In this world where so many things are uncertain, shaky, volatile, Let It Die Hungry does not offer easy solutions, but builds upon the idea that to affect change, one must look inward and learn from the infinities of the self before pointing our human tentacles outward. It is an inspiration for what a book can do and I argue there needs to be more literature like this, now more than ever. Literature that calls the world out, holds it in the light, and demands the reader do the work too. Oh, and did I mention the artwork? It’s pretty dope too. —M.K. Rainey, 3:AM Magazine

New York City-based Caits Meissner (center, above) is the author of the multidisciplinary poetry book Let It Die Hungry, and The Letter All Your Friends Have Written You, co-written with poet Tishon Woolcock. Her award-winning work has been widely published in journals and anthologies. Caits serves as Writer-in-Residence at Bronx Academy of Letters, facilitates classes at the transgender unit of Manhattan Detention Center and is part-time faculty at The New School University and CUNY. Her current projects include writing with ReEmergent Theatre, a company in collaboration with people emerging from prison, and you can find her touring her new book in public venues, as well as prisons across America. She is completing her MFA at City College of New York.

Ebony Stewart (left, above) is an international touring artist, poet, writer, occasional slammer. Been on some teams.
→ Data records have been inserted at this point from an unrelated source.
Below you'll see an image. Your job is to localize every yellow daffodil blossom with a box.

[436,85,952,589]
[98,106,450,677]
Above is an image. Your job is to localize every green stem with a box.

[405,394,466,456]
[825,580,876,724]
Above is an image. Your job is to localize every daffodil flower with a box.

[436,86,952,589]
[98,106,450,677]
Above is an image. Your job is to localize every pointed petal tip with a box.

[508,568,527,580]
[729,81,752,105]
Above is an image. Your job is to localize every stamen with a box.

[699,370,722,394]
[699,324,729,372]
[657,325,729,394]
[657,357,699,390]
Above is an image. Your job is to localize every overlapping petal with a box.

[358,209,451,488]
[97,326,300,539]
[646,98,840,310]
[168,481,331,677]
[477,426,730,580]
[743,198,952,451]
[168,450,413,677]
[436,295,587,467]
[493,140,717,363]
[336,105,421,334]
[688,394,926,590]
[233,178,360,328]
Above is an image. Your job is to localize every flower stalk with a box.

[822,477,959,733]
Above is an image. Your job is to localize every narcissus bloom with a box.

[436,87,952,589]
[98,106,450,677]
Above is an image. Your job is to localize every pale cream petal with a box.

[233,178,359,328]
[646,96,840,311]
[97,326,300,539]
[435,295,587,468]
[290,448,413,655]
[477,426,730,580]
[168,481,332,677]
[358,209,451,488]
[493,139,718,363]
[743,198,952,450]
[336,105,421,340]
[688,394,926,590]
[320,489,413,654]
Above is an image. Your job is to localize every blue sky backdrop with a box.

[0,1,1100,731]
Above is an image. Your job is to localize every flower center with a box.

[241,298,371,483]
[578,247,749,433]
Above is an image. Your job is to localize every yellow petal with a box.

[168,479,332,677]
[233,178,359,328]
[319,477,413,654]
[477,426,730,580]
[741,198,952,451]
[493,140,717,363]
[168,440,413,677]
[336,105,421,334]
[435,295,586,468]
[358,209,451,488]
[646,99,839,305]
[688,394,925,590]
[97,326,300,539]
Coached a lot of teams. Won a bunch of awards. Been featured in a bunch of articles, journals, and magazines. Ate a lot of cupcakes. She. Her. Woman. So black she be magic. Ebony Stewart aka The Gully Princess, story of the black girl winning.

Amanda Johnston (right, above) earned a Master of Fine Arts in Creative Writing from the University of Southern Maine. Her poetry and interviews have appeared in numerous online and print publications, among them Kinfolks Quarterly, Muzzle, Pluck! and the anthologies Small Batch, di-ver-city and The Ringing Ear: Black Poets Lean South. The recipient of multiple Artist Enrichment grants from the Kentucky Foundation for Women and the Christina Sergeyevna Award from the Austin International Poetry Festival, she is a member of the Affrilachian Poets and a Cave Canem graduate fellow. Johnston is a Stonecoast MFA faculty member, a co-founder of Black Poets Speak Out, and founding executive director of Torch Literary Arts.